Two solutions that have the same concentration of solutes are said to be isotonic equal tension. When cells and their extracellular environments are isotonic, the concentration of water molecules is the same outside and inside the cells, and the cells maintain their normal shape and function.

Osmosis occurs when there is an imbalance of solutes outside of a cell versus inside the cell. A solution that has a higher concentration of solutes than another solution is said to be hypertonic , and water molecules tend to diffuse into a hypertonic solution Figure 3. Cells in a hypertonic solution will shrivel as water leaves the cell via osmosis.

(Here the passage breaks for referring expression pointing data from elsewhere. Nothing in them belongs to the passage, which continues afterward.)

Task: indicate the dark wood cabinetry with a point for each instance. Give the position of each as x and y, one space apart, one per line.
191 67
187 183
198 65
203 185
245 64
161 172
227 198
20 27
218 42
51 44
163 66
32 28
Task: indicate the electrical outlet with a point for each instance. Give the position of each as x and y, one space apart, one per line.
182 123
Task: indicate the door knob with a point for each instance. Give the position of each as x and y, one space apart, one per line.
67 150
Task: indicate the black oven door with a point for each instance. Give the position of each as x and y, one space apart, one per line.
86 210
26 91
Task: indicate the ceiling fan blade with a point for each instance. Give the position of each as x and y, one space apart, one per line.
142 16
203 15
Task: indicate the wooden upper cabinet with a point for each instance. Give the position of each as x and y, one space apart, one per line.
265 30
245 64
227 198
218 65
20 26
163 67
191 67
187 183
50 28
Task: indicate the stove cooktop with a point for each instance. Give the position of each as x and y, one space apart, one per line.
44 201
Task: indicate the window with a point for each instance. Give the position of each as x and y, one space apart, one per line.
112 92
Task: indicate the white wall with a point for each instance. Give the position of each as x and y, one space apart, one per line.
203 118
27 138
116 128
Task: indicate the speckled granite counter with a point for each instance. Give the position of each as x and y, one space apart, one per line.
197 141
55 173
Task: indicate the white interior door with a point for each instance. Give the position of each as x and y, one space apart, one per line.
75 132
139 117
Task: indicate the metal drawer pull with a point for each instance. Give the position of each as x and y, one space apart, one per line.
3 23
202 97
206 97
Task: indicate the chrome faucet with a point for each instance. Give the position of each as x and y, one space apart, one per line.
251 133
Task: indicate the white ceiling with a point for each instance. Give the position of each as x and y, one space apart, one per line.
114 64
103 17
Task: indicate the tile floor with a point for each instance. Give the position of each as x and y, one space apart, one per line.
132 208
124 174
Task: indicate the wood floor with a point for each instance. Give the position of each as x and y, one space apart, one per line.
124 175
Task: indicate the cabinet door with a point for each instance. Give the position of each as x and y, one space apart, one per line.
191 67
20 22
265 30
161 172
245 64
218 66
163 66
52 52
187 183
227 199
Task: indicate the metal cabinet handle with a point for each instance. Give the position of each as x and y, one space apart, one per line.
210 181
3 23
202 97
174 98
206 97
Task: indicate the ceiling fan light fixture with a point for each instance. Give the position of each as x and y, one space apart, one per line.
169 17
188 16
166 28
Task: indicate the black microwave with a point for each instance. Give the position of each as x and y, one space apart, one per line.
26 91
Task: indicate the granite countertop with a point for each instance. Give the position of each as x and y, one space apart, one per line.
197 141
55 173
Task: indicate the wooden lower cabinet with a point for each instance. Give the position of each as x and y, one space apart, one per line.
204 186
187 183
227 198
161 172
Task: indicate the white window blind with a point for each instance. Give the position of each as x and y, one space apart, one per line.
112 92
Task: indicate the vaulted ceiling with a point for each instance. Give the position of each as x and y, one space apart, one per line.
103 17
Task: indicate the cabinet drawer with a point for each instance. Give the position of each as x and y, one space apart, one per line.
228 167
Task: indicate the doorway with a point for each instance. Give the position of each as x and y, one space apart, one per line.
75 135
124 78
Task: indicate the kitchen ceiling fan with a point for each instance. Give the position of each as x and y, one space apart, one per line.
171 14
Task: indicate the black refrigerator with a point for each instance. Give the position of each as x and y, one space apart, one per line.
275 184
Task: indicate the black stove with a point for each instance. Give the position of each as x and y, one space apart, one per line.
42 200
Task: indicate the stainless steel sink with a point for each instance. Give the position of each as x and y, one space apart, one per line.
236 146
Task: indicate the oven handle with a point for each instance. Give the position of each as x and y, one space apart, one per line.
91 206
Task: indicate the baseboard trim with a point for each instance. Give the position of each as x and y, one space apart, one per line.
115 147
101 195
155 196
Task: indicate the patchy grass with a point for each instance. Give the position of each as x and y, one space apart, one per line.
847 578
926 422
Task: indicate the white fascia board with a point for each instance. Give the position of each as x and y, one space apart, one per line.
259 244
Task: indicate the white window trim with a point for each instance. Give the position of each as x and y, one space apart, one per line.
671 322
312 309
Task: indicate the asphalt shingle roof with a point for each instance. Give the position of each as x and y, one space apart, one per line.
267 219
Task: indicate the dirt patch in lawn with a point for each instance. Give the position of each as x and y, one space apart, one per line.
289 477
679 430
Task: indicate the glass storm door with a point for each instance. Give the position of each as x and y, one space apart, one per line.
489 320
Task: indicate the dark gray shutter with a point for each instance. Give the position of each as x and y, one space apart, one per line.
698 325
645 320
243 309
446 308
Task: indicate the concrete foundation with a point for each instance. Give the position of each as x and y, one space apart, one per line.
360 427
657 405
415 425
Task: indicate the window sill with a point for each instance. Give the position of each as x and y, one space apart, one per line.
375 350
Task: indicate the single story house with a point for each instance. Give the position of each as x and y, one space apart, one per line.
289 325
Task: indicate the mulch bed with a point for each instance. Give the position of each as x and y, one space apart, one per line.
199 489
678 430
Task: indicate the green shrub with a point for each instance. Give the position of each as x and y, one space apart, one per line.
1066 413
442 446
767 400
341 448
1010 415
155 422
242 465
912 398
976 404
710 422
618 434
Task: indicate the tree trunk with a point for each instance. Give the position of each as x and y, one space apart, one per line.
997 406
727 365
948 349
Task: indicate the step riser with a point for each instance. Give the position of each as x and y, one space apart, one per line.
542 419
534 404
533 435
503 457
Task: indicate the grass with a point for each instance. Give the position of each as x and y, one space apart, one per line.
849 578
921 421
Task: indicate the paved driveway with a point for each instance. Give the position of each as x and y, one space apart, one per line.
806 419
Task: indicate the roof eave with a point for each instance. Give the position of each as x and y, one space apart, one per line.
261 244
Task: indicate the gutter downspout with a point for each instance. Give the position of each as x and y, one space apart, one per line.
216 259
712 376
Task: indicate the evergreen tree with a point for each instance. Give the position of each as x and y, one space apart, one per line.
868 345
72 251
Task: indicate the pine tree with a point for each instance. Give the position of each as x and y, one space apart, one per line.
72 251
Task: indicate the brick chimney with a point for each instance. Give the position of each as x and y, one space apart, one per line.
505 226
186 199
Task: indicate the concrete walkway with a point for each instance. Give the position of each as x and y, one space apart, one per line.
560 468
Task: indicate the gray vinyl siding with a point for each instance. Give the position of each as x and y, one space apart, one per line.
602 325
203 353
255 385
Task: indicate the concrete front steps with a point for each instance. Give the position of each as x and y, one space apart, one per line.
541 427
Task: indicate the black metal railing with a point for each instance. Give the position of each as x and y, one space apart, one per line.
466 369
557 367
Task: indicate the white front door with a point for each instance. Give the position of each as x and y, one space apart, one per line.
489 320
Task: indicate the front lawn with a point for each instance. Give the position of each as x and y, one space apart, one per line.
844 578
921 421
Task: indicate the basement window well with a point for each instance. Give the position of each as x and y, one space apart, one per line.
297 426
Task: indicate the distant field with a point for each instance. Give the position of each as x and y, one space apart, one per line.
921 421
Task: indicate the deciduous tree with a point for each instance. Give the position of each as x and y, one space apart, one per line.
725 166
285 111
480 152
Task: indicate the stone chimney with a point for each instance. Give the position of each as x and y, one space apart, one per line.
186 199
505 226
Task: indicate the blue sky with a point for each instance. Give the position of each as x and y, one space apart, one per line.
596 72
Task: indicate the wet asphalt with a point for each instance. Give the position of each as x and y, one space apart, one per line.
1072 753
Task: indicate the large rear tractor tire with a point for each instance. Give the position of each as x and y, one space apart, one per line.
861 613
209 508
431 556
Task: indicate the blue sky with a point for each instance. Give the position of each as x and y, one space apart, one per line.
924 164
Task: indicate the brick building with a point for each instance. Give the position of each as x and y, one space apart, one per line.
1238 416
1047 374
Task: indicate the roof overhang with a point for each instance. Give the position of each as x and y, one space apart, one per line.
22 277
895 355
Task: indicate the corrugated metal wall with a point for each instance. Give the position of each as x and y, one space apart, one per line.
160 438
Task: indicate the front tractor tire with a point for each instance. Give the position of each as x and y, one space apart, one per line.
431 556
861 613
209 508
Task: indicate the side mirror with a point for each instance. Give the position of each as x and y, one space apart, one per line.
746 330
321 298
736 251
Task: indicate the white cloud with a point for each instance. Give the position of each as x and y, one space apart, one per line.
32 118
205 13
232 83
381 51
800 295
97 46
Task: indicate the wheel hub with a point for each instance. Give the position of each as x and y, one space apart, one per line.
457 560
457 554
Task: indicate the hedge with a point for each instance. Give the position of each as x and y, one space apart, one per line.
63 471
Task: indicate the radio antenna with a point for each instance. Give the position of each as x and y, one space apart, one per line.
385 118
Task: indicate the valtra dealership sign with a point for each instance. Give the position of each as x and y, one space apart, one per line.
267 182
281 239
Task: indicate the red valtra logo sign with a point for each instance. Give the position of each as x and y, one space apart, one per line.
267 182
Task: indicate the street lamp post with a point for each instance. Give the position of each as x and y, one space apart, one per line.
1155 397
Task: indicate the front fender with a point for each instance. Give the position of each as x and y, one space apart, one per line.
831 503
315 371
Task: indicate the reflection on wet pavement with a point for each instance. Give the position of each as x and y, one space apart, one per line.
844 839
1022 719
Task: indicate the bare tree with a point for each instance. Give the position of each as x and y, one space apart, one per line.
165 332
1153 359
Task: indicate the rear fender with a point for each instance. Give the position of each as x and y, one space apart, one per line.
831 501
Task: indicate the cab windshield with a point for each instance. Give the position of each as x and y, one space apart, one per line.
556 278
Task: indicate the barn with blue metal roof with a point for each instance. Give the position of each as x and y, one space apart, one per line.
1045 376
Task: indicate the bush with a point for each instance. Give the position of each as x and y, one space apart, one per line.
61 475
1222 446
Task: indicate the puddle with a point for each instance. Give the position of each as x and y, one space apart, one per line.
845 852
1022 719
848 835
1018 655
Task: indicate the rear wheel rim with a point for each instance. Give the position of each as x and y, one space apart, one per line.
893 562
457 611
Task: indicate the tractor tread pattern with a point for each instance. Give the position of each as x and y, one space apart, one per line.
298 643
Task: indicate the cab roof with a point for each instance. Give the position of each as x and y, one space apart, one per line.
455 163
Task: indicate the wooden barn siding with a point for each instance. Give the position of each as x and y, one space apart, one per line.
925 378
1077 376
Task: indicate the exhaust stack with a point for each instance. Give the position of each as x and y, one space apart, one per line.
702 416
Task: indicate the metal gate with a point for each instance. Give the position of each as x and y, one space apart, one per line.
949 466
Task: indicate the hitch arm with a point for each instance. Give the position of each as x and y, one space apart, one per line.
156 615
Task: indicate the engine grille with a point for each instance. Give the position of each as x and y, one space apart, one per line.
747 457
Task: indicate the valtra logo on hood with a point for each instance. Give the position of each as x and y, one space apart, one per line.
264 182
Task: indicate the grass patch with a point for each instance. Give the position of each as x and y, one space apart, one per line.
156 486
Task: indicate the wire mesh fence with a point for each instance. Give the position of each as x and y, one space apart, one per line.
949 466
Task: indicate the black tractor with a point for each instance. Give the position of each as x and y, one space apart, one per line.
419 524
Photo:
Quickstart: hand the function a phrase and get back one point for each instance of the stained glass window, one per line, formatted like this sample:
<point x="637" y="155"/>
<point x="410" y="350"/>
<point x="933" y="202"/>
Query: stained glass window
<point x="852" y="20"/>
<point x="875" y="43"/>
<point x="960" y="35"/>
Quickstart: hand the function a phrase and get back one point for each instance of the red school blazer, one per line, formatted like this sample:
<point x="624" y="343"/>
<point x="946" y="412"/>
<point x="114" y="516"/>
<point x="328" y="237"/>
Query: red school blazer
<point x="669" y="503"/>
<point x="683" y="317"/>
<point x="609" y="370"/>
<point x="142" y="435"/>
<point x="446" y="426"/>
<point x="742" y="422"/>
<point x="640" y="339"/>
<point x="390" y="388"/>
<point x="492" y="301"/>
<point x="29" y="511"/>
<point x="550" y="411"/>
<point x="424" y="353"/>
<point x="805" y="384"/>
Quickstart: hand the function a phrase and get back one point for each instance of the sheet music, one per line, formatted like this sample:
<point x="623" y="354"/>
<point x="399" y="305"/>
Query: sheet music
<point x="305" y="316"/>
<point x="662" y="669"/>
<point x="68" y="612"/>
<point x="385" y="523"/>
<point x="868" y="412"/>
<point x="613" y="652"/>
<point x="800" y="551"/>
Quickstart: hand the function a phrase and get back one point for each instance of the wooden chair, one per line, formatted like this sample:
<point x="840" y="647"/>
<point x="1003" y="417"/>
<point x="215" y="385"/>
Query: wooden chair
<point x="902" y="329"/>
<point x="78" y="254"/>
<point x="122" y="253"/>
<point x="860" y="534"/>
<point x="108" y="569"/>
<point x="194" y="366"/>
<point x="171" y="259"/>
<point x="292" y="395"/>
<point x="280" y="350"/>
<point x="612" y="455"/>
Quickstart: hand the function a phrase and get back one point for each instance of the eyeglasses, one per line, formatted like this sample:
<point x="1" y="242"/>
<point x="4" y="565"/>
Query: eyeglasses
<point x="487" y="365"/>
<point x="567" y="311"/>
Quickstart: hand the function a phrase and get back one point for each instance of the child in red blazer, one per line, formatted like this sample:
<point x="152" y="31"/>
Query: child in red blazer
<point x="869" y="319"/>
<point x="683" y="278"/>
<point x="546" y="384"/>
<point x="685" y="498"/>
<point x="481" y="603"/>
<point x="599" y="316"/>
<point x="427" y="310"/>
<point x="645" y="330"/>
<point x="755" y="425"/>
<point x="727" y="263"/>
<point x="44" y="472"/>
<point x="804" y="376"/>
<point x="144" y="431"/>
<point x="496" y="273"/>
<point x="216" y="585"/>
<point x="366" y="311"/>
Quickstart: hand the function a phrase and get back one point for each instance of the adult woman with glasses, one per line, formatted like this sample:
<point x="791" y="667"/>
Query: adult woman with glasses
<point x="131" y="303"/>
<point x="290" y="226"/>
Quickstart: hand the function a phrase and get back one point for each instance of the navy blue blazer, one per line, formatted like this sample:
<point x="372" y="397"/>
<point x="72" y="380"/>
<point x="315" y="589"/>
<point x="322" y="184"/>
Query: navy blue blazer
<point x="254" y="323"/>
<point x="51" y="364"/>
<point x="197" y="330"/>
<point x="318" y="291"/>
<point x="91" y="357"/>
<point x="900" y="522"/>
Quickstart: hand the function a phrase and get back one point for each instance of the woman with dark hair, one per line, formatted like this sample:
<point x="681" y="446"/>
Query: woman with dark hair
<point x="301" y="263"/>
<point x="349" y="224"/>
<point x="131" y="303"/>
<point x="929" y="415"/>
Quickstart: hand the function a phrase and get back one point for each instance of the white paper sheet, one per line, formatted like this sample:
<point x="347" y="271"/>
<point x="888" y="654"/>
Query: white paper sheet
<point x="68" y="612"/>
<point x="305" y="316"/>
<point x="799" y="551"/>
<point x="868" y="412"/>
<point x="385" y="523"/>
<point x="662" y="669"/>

In contrast, a solution that has a lower concentration of solutes than another solution is said to be hypotonic , and water molecules tend to diffuse out of a hypotonic solution.

Cells in a hypotonic solution will take on too much water and swell, with the risk of eventually bursting. Various organ systems, particularly the kidneys, work to maintain this homeostasis. Another mechanism besides diffusion to passively transport materials between compartments is filtration. Unlike diffusion of a substance from where it is more concentrated to less concentrated, filtration uses a hydrostatic pressure gradient that pushes the fluid—and the solutes within it—from a higher pressure area to a lower pressure area.

Filtration is an extremely important process in the body.